This reminds me of an article I read many years ago, by a British diplomat.

“Many years ago, on leaving university, I was asked to go to a windowless office in the Mall to see if I might be interested in becoming an agent of the British secret service. Over a series of interviews, it became clear that I was not cut out to be George Smiley, let alone James Bond. A single bit of wisdom that I picked up in that process has never left me, though. At one point, the interviewer set out the hypothetical details of a complex conflict in a distant corner of the world in which I was theoretically stationed.

What steps would I take to advise the desk in London of how to respond to this crisis? I set out a few embarrassing platitudes about gathering information from all sides, before coming to a firm opinion and a clear course of action. When I’d finished, my interviewer leaned back in his chair.

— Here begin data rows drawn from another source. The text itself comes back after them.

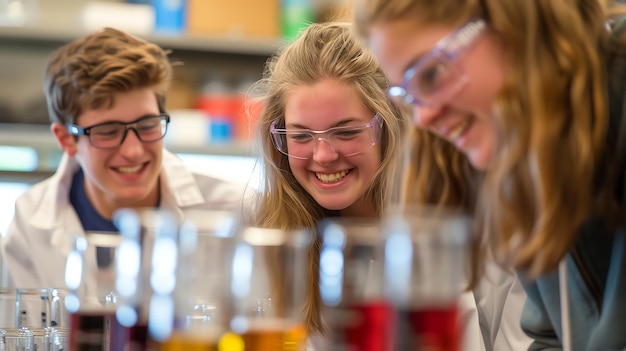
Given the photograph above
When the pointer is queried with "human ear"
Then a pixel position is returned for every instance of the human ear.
(66, 141)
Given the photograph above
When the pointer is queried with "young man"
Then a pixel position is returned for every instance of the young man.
(106, 99)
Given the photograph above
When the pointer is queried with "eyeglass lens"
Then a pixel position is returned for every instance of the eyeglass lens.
(112, 134)
(346, 141)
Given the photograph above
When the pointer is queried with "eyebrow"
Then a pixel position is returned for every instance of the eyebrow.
(341, 123)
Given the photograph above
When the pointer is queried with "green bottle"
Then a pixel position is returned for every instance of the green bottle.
(295, 16)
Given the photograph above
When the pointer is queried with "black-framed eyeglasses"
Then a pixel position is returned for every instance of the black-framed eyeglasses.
(110, 135)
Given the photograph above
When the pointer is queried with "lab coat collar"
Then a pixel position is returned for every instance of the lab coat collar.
(178, 190)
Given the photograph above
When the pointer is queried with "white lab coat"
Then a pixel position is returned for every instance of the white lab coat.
(41, 234)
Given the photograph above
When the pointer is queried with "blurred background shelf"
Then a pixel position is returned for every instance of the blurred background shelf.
(54, 36)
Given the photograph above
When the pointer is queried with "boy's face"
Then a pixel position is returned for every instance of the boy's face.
(126, 175)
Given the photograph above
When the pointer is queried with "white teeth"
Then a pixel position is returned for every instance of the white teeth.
(332, 177)
(455, 133)
(129, 170)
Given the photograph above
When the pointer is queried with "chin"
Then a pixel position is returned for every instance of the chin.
(479, 162)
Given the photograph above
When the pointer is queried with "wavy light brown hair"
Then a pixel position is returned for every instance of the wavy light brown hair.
(552, 111)
(88, 72)
(323, 51)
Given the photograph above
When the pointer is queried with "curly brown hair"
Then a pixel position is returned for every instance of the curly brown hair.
(86, 73)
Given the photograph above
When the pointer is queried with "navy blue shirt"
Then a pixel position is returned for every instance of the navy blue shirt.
(91, 220)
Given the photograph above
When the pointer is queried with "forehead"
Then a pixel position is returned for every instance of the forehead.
(398, 44)
(126, 107)
(324, 104)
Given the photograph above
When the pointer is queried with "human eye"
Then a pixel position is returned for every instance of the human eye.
(299, 136)
(347, 133)
(104, 131)
(430, 77)
(149, 126)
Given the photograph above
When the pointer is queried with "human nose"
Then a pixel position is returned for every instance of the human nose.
(131, 145)
(425, 116)
(324, 152)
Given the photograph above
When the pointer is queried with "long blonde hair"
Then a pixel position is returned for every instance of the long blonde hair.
(552, 112)
(323, 51)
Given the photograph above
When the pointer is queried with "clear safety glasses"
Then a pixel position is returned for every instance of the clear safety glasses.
(347, 140)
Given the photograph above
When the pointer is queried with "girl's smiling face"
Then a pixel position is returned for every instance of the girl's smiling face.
(336, 181)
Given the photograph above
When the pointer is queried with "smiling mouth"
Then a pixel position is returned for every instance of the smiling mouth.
(331, 177)
(129, 170)
(459, 130)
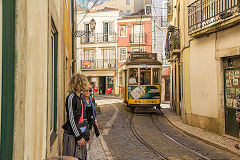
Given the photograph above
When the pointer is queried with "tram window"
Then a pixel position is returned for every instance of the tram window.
(156, 78)
(145, 76)
(133, 76)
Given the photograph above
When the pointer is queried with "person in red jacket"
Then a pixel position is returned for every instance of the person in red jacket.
(76, 131)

“There is a crucial question you haven’t asked yourself,” he said.

“There is?”

“Why do we need to have a strong, settled opinion about this conflict at all?”

In the years since, as strong, settled opinions about everything from homeschooling to hijabs have apparently become essential markers of personal identity, I’ve often been reminded of that put-down. It came to mind watching Oprah’s interview with Meghan and Harry and the inevitable, fevered which-side-are-you-on? arguments that followed. “Do I need to have a strong, settled opinion about this?” a voice in my head asked. On balance, I guessed, “probably not”.”